|Film is one of, if not the most, popular mediums used to adapt books and tell their stories in a different way / Photo by: Neil Judson via Wikimedia Commons|
Film is one of, if not the most, popular mediums used to adapt books and tell their stories in a different way. If a book already has a large following, the anticipation for its adaptation on screen reflects on its success. In fact, book-to-film adaptations are usually more successful compared to original screenplays, according to the Medium, an online publishing platform.
However, racking up more revenue at the box office doesn't necessarily mean that the audience considers these adaptations as equally as good or giving justice to the books' narrative.
Good or Bad Adaptations Are Subjective
Every medium has its limitations in storytelling. For cinema, English writer Virginia Woolf said it's accurately displaying descriptive images that match the words on the book. The Artifice says the power of words is emphasized when written and read—making a great impact on the reader even without cinematic portrayal. The Artifice is an independent online magazine covering a wide spectrum of art media and focuses on "unique topics that are intellectually stimulating and meaningful."
It adds that the imagery of an object described in a book differs from one person to another, but in the cinematic world, only the director of the film has the complete control of its portrayal. The audience is shown the director's ideal depiction of the object—using the aesthetics of film production in a bid to enhance the words on a page—which they may find as a "bad adaptation."
This can be seen in the "Harry Potter" film adaptations, in which major scenes left many fans disappointed. For instance, the scene where Voldemort dies was originally written as him simply collapsing on the ground. This showed that the Dark Lord was merely a human being and not the godly overlord that he saw himself to be.
|It adds that the imagery of an object described in a book differs from one person to another, but in the cinematic world, only the director of the film has the complete control of its portrayal / Photo by: PPEkk via Wikimedia Commons|
However, the director chose to present Voldemort's death through visual effects in which the Dark Lord disintegrated into ashes—the complete opposite of what the author, J.K. Rowling, wanted to show and what the fans wanted to see.
The Harry Potter fandom had differing opinions regarding this particular scene, according to The Artifice. While some were disappointed that it was an "inaccurate display of the original storyline," others simply loved all of the films for the artistic and cinematic qualities put in the production.
"The subjective nature of deciding what makes a ‘good’ adaptation vs. what makes a ‘bad’ adaptation lies upon individuals and what they see as good cinematography or a good storyline," the online magazine concludes.
"Ultimately, the decision lies in the directors’ hands, yet the audience subjectively decides their preferences for either the original play/book or the films.
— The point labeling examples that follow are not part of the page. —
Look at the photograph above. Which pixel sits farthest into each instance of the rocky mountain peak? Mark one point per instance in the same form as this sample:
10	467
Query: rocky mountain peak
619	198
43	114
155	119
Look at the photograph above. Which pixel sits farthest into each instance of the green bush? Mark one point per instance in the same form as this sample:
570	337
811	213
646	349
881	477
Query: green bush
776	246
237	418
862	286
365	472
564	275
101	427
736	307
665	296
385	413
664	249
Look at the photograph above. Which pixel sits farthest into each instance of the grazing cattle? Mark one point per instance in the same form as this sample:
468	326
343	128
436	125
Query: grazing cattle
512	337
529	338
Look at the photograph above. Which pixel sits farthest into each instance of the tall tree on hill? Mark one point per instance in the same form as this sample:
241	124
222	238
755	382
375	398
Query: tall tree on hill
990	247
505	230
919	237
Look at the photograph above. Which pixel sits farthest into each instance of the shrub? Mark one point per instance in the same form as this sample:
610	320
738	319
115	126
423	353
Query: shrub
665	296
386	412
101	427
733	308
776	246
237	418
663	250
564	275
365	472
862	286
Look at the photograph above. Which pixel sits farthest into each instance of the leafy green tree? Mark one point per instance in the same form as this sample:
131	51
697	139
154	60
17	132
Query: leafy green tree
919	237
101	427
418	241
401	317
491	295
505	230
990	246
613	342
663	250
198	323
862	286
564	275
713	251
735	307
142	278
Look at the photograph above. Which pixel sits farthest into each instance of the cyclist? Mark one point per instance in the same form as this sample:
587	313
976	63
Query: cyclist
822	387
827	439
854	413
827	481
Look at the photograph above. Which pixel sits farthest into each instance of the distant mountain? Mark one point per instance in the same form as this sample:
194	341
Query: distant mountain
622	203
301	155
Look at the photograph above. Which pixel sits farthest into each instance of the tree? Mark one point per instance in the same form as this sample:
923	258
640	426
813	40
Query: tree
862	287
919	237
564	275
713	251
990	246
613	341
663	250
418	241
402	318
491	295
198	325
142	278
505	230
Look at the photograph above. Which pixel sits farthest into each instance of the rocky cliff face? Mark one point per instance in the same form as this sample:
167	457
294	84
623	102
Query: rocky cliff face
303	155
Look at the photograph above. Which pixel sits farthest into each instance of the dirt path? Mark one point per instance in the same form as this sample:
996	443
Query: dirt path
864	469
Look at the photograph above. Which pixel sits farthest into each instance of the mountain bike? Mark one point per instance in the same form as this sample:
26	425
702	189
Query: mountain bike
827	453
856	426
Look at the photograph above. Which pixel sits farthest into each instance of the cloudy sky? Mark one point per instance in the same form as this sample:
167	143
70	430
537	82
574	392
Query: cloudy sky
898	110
It is impossible to impress every single fan, as some fans appreciate the written qualities of the books while others enjoy the cinematic qualities in films."
Making a Good Adaptation
The biggest challenge to any book-to-film adaptation is meeting the expectations of the books' fans. There are so many of them, with differing expectations and perceptions, that it's virtually impossible to satisfy them all. However, creating an adaptation that many can collectively acknowledge as being good, or at least as good as a literary adaptation can be, could still be possible.
The Film Magazine, an online magazine that provides in-depth, insightful, and engaging content regarding cinema, compiled a list of factors that should be considered in creating a book-to-film adaptation that may help in creating a good adaptation.
• Honor the source material - adaptations don't necessarily mean following everything literally by the book. Instead, what's important is going by the narrative of the original work as closely as possible without drawing out too much. This is the reason why there are films split into a series since the book itself is a series. Include the key events of the book as well as ensure that the plot flows smoothly while staying true to the narrative.
|The biggest challenge to any book-to-film adaptation is meeting the expectations of the books' fans / Photo by: Free-Photos via Pixabay|
• Work with the author - having the author's input can be a great asset to the production. After all, they are the brains behind the story. Pleasing and entertaining the audience is important to film adaptation, but it should be noted that it's also important to listen to the author to bring out the work's full potential.
• Consider the future - think about the possible changes that may need to happen, especially if the adaptation will be based on a book series. It's possible that the cast and crew of the whole production may need to be updated in order to accommodate the possible changes.
• Listen to the fans - if a book has an existing fan base, take their inputs into consideration. They are the people who know the story like the back of their hand and the production's main target audience.
• Know what you're getting into - this is one of the biggest mistakes in film adaptations, according to Film Magazine. Simply turning a book into a movie for the sake of it (or for the money) will likely lead to failure if the whole material is not taken into consideration.